Re: Rodinal and reversal film dev

Mike Robinson and Janine Kissner (robkiss@io.org)
Sat, 29 Jun 1996 00:27:41 -0500

Hi Judy,

you said: <I've lost track of who was making a positive/ negative in continuous
tone and who was reversal processing the lith. Or maybe it was Mike
Robinson doing both?>

Yes, it was me doing both. I made the positives to judge the quality of
the first image before attempting to reverse it.

<For what it's worth, my experience with lith film is that the older the
better. That is, lith film is made for high contrast. With age, it
flattens, probably loses D-max, fogs up a bit -- which makes it *much*
easier to get continuous tone.>

Well, this Fuji film is about eight years old. Gee, I hate to think that I
would'nt get these results with fresh film.

<I ran a series of tests comparing new Kodak lith films (3 kinds) with my
-on-the-shelf-3 years Freestyle lith (and probably pretty old when it
arrived). The Freestyle was much much *much* easier to get into
continuous tone in low-to-moderate density for gum.>

Perhaps you could fill me in on a few details regarding your testing.
Developers, density ranges etc.

<Did you say what density range and process you're aiming for? Of course if
you're doing salted paper & albumen, or whatever else likes very long
scale, lith of any make gets easier to work with.>

I work with albumen, so I need a DR about 2.20. This is just about what I
got with the test.

<But I can't help wondering
about the Rodinal -- wondering if rather than continuous tone you actually
got something more like a random dot which acted as a halftone effect...
Which may be same thing for all practical purposes, of course.>

I made 11 x 14 positives from 5 X 7 negatives. With a lupe, I can't see
any grain or random dot pattern. They look like continuous tone to me. I
compared the positives on a lightbox to 11 x 14 prints made from the same 5
X 7 negs and the tonal scale and resoultion are very similar. If this is
'random dot' which I'm not familiar with, that's ok ith me.
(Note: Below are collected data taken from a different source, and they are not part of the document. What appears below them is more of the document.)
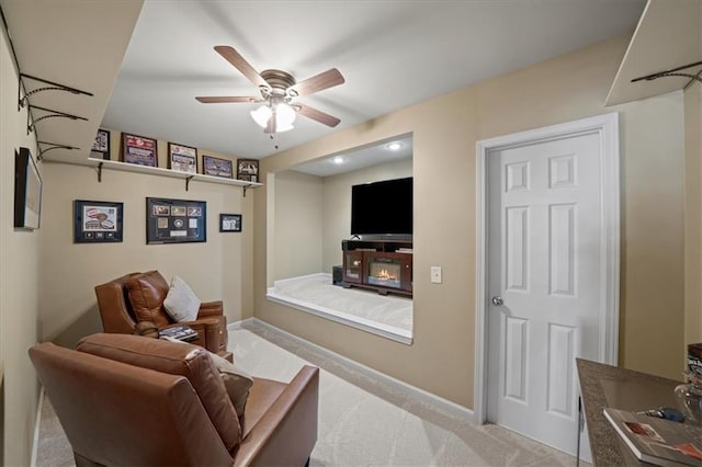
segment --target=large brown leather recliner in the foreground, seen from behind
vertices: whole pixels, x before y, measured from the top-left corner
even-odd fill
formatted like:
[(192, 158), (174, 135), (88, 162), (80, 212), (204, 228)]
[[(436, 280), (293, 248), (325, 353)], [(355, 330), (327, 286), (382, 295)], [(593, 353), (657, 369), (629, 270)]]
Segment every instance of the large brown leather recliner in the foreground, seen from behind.
[(93, 334), (29, 351), (77, 466), (303, 466), (317, 441), (319, 369), (253, 378), (237, 415), (201, 348)]

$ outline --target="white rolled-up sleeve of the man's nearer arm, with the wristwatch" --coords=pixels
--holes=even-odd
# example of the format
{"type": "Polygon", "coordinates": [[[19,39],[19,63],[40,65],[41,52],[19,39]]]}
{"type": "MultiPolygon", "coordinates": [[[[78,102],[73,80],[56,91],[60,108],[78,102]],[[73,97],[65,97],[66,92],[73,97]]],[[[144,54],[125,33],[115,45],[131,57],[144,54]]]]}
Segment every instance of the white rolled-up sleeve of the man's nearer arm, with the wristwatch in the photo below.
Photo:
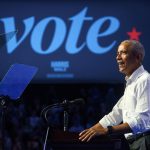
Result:
{"type": "Polygon", "coordinates": [[[125,112],[124,116],[133,133],[138,133],[150,130],[150,80],[141,80],[135,93],[135,111],[125,112]]]}

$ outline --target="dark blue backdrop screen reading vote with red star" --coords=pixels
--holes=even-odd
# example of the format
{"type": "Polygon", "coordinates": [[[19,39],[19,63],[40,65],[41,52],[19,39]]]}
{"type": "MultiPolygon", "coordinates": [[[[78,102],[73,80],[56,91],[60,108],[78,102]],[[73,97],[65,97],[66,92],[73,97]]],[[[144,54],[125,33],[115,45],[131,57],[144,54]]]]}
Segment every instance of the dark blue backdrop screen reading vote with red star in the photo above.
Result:
{"type": "Polygon", "coordinates": [[[0,49],[0,78],[13,63],[37,66],[35,83],[120,83],[116,50],[143,43],[150,71],[150,2],[1,1],[0,33],[17,34],[0,49]]]}

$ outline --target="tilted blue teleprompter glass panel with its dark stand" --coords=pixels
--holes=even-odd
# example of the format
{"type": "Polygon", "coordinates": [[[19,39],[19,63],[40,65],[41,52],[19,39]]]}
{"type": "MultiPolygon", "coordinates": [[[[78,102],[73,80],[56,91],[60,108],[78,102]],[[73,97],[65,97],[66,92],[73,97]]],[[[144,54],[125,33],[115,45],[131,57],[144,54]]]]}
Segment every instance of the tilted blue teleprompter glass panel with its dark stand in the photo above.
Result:
{"type": "Polygon", "coordinates": [[[0,82],[0,109],[1,109],[1,133],[2,150],[5,149],[5,111],[7,103],[20,98],[27,85],[37,72],[37,67],[13,64],[0,82]]]}

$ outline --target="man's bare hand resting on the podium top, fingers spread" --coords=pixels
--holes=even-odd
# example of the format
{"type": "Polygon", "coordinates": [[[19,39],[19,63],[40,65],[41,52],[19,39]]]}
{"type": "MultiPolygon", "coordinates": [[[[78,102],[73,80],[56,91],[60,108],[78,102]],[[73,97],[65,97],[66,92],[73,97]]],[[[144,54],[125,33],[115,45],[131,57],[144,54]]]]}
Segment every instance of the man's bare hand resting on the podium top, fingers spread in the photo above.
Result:
{"type": "Polygon", "coordinates": [[[88,142],[95,136],[107,135],[107,133],[108,133],[107,128],[103,128],[99,123],[97,123],[93,127],[82,131],[79,134],[79,140],[88,142]]]}

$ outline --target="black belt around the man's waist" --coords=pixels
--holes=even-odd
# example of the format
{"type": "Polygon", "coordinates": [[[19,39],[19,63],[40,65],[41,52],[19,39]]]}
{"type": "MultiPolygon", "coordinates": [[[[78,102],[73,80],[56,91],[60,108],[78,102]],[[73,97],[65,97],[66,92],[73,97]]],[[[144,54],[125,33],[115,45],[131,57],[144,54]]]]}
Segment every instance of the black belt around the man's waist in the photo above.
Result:
{"type": "Polygon", "coordinates": [[[134,134],[134,135],[129,135],[129,136],[127,137],[127,141],[128,141],[129,143],[132,143],[132,142],[138,140],[139,138],[144,137],[144,136],[147,136],[147,135],[150,135],[150,131],[143,132],[143,133],[139,133],[139,134],[134,134]]]}

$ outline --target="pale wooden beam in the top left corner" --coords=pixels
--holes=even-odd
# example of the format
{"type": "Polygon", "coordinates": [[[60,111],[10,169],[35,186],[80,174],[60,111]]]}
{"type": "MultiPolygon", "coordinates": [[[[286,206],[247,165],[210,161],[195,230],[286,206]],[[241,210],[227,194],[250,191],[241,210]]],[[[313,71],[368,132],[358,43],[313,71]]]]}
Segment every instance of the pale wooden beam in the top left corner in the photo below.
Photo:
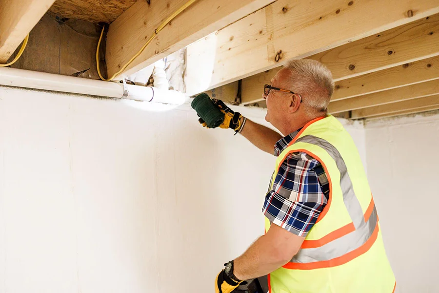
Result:
{"type": "Polygon", "coordinates": [[[55,0],[0,0],[0,63],[6,63],[55,0]]]}

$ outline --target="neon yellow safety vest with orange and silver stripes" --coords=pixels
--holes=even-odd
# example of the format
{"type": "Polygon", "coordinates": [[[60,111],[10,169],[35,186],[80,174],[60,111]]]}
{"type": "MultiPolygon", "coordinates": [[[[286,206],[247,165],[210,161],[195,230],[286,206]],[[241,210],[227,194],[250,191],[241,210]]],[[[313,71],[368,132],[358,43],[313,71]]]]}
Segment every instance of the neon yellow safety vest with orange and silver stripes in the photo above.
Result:
{"type": "Polygon", "coordinates": [[[331,115],[309,122],[280,153],[270,189],[283,160],[294,152],[319,160],[329,181],[329,200],[299,252],[268,275],[270,293],[392,293],[395,276],[351,136],[331,115]]]}

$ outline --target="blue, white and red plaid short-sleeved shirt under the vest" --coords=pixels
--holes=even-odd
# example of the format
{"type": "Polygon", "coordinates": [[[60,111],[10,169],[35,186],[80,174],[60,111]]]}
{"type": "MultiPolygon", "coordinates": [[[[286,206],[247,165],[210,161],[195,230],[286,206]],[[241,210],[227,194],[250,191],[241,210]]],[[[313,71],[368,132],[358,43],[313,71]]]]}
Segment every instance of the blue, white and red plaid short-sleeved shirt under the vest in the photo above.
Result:
{"type": "MultiPolygon", "coordinates": [[[[274,155],[279,156],[299,131],[280,139],[274,155]]],[[[329,183],[320,162],[304,152],[291,153],[280,165],[262,211],[271,223],[304,237],[328,198],[329,183]]]]}

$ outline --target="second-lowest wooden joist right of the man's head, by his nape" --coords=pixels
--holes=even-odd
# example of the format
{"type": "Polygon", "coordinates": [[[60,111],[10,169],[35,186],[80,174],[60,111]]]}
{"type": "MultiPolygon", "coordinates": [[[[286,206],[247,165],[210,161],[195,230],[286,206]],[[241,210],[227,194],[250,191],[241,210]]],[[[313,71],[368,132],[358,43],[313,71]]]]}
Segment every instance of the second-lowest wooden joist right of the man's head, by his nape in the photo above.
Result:
{"type": "Polygon", "coordinates": [[[436,94],[439,94],[439,79],[331,102],[328,110],[329,113],[339,113],[436,94]]]}

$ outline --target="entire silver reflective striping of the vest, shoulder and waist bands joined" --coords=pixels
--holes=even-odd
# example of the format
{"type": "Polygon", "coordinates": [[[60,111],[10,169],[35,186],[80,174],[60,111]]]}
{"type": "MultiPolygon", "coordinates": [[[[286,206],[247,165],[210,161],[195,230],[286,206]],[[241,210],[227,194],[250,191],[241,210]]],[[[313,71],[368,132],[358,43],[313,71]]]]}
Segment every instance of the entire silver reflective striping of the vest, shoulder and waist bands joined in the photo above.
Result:
{"type": "Polygon", "coordinates": [[[314,135],[300,137],[296,143],[297,142],[320,146],[336,162],[337,168],[340,172],[340,187],[343,194],[343,202],[354,224],[355,231],[321,247],[301,249],[291,261],[295,263],[310,263],[330,260],[361,247],[370,238],[377,225],[378,217],[375,206],[368,221],[365,222],[363,210],[361,209],[359,200],[355,195],[354,186],[347,172],[346,164],[335,146],[314,135]]]}

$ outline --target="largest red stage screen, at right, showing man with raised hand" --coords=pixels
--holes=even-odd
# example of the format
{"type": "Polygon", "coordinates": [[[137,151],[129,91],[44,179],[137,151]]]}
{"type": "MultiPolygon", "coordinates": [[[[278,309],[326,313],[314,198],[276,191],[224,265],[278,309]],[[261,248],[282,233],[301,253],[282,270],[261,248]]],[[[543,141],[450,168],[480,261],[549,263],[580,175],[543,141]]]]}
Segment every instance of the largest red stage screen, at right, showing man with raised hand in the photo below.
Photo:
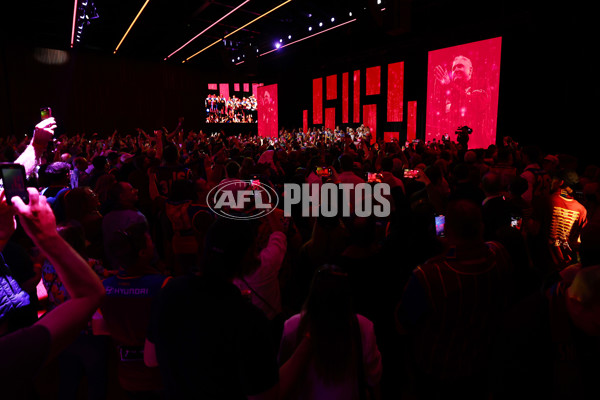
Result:
{"type": "Polygon", "coordinates": [[[502,38],[429,52],[425,140],[440,140],[467,125],[469,148],[496,143],[502,38]]]}

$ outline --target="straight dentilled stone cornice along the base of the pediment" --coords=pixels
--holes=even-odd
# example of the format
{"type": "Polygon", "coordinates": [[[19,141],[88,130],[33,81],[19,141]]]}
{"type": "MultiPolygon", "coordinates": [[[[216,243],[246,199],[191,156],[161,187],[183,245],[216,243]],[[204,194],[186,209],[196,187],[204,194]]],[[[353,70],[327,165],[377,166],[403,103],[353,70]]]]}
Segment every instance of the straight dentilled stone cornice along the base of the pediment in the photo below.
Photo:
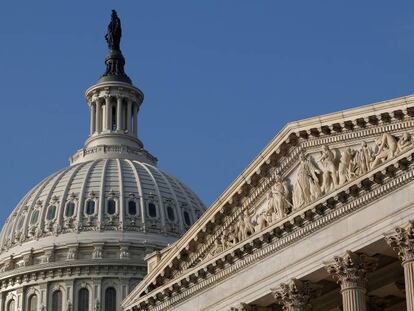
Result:
{"type": "Polygon", "coordinates": [[[150,291],[130,310],[163,310],[414,180],[413,150],[150,291]],[[392,174],[391,174],[392,172],[392,174]],[[391,175],[390,175],[391,174],[391,175]],[[163,297],[168,297],[163,301],[163,297]],[[156,304],[156,301],[163,301],[156,304]]]}

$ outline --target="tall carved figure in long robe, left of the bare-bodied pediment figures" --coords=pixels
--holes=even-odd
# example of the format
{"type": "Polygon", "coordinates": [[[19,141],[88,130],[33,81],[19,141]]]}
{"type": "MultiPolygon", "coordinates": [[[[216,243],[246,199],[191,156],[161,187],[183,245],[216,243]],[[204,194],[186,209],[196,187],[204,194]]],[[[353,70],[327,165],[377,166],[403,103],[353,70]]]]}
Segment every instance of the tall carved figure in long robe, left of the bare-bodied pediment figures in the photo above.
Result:
{"type": "Polygon", "coordinates": [[[293,185],[292,201],[294,210],[313,201],[321,195],[319,169],[305,155],[301,155],[296,181],[293,185]]]}

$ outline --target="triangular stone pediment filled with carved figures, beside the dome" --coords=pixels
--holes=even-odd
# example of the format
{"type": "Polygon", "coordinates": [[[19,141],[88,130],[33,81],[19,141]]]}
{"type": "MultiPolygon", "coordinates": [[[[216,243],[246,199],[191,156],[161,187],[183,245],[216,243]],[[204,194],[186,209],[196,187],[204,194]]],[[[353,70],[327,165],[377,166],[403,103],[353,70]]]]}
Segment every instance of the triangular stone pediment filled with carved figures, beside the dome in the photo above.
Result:
{"type": "Polygon", "coordinates": [[[380,187],[403,185],[412,135],[414,96],[288,124],[162,254],[123,306],[151,305],[161,289],[170,295],[177,284],[203,279],[273,237],[287,239],[330,210],[351,211],[380,187]]]}

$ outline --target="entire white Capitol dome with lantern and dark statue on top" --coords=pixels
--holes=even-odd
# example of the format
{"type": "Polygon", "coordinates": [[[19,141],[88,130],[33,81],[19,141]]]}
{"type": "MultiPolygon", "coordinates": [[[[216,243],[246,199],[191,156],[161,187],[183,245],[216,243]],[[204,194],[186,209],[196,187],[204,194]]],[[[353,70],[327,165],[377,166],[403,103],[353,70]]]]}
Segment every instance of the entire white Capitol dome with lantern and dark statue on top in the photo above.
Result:
{"type": "Polygon", "coordinates": [[[0,310],[120,311],[144,258],[205,211],[138,138],[144,95],[124,72],[115,11],[106,71],[85,94],[90,133],[70,166],[29,191],[0,235],[0,310]]]}

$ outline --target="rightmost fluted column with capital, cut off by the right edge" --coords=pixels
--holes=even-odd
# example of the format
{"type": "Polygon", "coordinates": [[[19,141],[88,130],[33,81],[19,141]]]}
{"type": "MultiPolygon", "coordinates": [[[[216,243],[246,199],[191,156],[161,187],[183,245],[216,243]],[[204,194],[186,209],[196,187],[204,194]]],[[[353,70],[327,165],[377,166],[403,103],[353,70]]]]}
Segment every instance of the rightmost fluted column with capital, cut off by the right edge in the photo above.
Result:
{"type": "Polygon", "coordinates": [[[407,311],[414,311],[414,222],[395,228],[393,233],[385,235],[385,240],[402,262],[407,311]]]}

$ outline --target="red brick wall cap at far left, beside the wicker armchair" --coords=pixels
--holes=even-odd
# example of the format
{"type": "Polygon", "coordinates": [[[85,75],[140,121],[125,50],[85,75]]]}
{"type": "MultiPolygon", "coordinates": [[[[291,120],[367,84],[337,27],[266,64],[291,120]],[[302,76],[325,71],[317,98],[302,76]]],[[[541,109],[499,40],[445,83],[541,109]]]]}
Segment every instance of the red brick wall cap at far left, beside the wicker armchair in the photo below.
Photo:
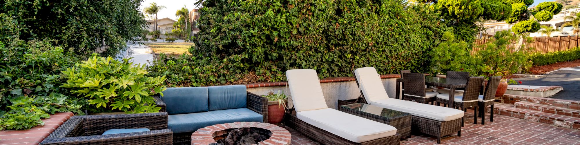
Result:
{"type": "Polygon", "coordinates": [[[73,115],[73,113],[56,113],[50,115],[50,118],[42,119],[44,125],[38,125],[26,131],[2,131],[0,144],[39,144],[73,115]]]}

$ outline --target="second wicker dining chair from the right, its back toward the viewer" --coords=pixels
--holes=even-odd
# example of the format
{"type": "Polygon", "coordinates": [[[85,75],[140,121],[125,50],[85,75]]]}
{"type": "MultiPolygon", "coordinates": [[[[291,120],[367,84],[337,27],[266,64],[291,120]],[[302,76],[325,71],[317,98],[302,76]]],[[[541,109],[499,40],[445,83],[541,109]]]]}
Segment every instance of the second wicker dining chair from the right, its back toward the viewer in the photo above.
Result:
{"type": "MultiPolygon", "coordinates": [[[[465,92],[463,92],[463,95],[455,95],[455,99],[453,101],[455,108],[461,108],[461,110],[465,112],[467,112],[468,107],[474,107],[473,110],[475,121],[473,121],[473,124],[477,124],[477,99],[481,90],[481,83],[483,83],[483,77],[467,78],[465,92]]],[[[449,94],[441,93],[437,95],[436,101],[437,105],[440,105],[440,103],[448,105],[447,103],[449,102],[449,94]]]]}

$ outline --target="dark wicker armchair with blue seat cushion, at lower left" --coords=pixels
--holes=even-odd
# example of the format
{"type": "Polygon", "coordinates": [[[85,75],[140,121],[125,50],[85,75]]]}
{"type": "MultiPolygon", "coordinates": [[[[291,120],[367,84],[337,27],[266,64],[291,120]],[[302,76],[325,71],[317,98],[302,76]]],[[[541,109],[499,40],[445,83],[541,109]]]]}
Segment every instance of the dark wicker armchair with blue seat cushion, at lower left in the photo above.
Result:
{"type": "Polygon", "coordinates": [[[171,144],[167,113],[74,116],[40,144],[171,144]],[[151,131],[102,135],[110,129],[151,131]]]}

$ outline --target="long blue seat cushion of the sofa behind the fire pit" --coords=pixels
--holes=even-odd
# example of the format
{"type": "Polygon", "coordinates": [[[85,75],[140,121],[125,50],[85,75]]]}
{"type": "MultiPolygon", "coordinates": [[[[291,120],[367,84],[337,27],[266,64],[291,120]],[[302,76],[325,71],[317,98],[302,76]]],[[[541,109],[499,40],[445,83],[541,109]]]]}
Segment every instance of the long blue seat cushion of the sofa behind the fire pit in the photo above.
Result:
{"type": "Polygon", "coordinates": [[[169,115],[168,128],[173,133],[194,132],[197,129],[231,122],[263,122],[264,117],[248,108],[216,110],[204,113],[169,115]]]}

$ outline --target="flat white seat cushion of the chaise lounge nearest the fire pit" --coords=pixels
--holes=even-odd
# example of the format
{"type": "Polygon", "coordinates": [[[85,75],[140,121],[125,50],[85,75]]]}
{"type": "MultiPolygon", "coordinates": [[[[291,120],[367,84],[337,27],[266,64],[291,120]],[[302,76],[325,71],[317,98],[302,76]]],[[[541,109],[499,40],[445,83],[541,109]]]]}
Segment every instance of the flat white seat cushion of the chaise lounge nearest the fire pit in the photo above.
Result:
{"type": "Polygon", "coordinates": [[[362,143],[397,134],[393,126],[382,124],[332,108],[300,111],[298,119],[351,142],[362,143]]]}

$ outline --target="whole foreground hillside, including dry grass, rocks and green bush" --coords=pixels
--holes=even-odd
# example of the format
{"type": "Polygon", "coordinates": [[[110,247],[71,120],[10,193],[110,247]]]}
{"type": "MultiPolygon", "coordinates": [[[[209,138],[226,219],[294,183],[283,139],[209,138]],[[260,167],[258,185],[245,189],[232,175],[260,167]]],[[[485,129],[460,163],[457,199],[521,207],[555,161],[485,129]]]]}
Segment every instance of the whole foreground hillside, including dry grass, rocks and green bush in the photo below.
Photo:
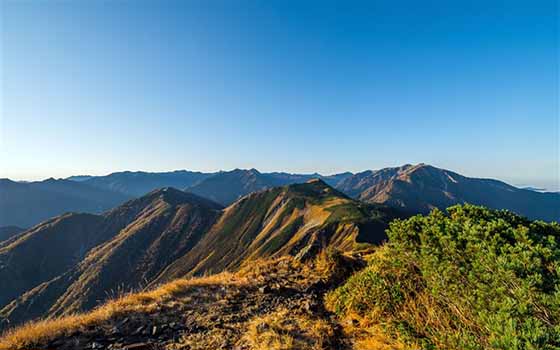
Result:
{"type": "Polygon", "coordinates": [[[0,350],[560,346],[557,223],[465,205],[388,234],[369,252],[259,259],[119,296],[11,330],[0,350]]]}

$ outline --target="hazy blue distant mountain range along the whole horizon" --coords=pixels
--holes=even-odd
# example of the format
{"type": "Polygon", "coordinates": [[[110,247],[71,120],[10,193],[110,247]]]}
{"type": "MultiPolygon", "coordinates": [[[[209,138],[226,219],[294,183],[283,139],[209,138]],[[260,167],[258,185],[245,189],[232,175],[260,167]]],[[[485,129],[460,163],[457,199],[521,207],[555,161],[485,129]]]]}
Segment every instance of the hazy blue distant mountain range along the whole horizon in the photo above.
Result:
{"type": "Polygon", "coordinates": [[[163,187],[192,192],[227,206],[249,193],[305,183],[313,178],[354,199],[410,212],[425,213],[432,208],[445,209],[469,202],[509,209],[531,219],[560,220],[559,193],[521,189],[498,180],[468,178],[418,164],[331,176],[235,169],[216,173],[125,171],[30,183],[3,179],[0,180],[0,226],[31,227],[69,211],[100,213],[163,187]]]}

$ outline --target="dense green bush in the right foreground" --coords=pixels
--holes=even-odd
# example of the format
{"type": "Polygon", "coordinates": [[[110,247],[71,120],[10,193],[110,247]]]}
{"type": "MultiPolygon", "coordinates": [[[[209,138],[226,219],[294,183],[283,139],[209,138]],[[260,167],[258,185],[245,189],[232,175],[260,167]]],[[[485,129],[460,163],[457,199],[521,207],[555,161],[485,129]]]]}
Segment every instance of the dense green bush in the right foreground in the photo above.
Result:
{"type": "Polygon", "coordinates": [[[330,306],[426,349],[560,348],[560,225],[472,205],[448,213],[394,221],[330,306]]]}

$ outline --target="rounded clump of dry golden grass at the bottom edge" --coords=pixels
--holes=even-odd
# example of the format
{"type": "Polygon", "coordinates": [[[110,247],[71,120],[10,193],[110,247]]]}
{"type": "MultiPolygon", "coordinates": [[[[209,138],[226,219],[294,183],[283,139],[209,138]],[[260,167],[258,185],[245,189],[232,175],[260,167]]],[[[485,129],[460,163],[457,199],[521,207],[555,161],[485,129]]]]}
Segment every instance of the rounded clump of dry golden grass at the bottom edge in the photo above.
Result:
{"type": "Polygon", "coordinates": [[[323,319],[287,309],[279,309],[252,319],[242,343],[254,350],[325,349],[334,335],[323,319]]]}

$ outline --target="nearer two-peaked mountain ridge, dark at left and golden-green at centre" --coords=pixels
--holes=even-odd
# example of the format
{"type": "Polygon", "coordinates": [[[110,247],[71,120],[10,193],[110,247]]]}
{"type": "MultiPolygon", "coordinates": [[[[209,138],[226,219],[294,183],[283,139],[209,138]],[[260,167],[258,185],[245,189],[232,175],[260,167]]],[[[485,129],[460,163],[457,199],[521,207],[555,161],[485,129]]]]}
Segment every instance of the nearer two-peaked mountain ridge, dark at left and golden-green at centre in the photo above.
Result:
{"type": "Polygon", "coordinates": [[[173,188],[104,213],[66,214],[0,245],[0,320],[89,310],[175,277],[237,269],[322,248],[380,243],[398,213],[354,201],[321,180],[252,193],[222,209],[173,188]],[[29,259],[33,256],[33,259],[29,259]]]}

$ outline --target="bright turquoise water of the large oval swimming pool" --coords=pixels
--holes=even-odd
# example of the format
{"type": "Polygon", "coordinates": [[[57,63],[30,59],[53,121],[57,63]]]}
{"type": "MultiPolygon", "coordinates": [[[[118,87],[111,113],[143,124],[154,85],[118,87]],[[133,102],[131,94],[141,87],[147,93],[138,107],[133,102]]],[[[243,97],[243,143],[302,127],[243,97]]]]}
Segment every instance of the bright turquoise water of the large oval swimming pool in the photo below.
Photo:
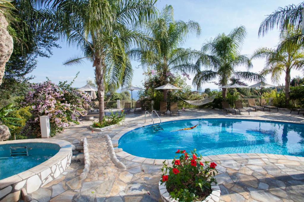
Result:
{"type": "Polygon", "coordinates": [[[177,149],[196,148],[202,156],[268,153],[304,157],[304,124],[244,119],[191,119],[136,128],[119,139],[119,147],[139,157],[172,159],[177,149]],[[176,131],[199,124],[196,128],[176,131]]]}

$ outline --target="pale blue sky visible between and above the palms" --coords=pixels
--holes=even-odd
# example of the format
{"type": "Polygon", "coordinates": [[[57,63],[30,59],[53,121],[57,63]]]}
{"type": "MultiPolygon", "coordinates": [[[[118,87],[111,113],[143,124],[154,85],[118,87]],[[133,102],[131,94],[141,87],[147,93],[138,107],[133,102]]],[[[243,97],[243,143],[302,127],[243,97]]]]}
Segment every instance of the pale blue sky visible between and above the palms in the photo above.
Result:
{"type": "MultiPolygon", "coordinates": [[[[255,1],[204,1],[204,0],[161,0],[157,2],[157,8],[161,10],[164,5],[171,4],[174,8],[174,18],[178,20],[188,21],[195,20],[199,22],[202,28],[202,34],[199,37],[196,35],[190,36],[184,48],[193,48],[199,50],[206,39],[214,38],[219,33],[228,34],[233,28],[244,25],[247,28],[247,38],[244,41],[242,54],[251,54],[259,47],[275,47],[278,43],[278,30],[273,30],[263,38],[258,38],[257,31],[260,23],[265,18],[265,15],[271,14],[278,7],[284,7],[289,4],[299,4],[302,1],[288,0],[255,0],[255,1]]],[[[58,81],[71,81],[76,73],[80,71],[78,78],[73,86],[84,86],[86,80],[94,79],[94,68],[90,62],[85,62],[81,66],[63,66],[62,62],[73,55],[81,55],[81,51],[74,47],[69,47],[65,41],[59,41],[62,48],[53,49],[51,58],[38,58],[37,68],[30,74],[36,76],[31,82],[45,81],[46,77],[50,78],[55,83],[58,81]]],[[[136,61],[132,61],[134,69],[133,85],[142,86],[143,70],[138,67],[136,61]]],[[[254,60],[253,69],[251,71],[258,72],[264,67],[264,60],[254,60]]],[[[239,67],[238,70],[245,71],[244,67],[239,67]]],[[[303,76],[299,71],[292,71],[291,76],[303,76]]],[[[281,77],[281,84],[284,82],[285,75],[281,77]]],[[[191,75],[193,78],[193,75],[191,75]]],[[[270,76],[267,77],[267,82],[271,83],[270,76]]],[[[248,82],[247,82],[248,83],[248,82]]],[[[188,81],[192,84],[192,80],[188,81]]],[[[250,83],[249,83],[250,84],[250,83]]],[[[252,83],[253,84],[253,83],[252,83]]],[[[204,88],[217,89],[218,86],[212,83],[207,83],[204,88]]],[[[193,89],[195,89],[193,87],[193,89]]]]}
<I mentioned a while back that I tried reversal processing lith for
direct negative with a white light flash in mid-development --- it worked
OK, but I couldn't get perfect tone for tone. This sounds better, and
sounds also like the timing isn't so utterly critical. But can you control
the contrast as desired?>

When I was testing the positives, I got flatter results with shorter
development times and greater dilutions of Rodinol. I suspect that the
first developer would provide the opportunity for contrast control.
However, as I mentioned, these are just preliminary results. I haven't
tried to make negs with a lesser density range.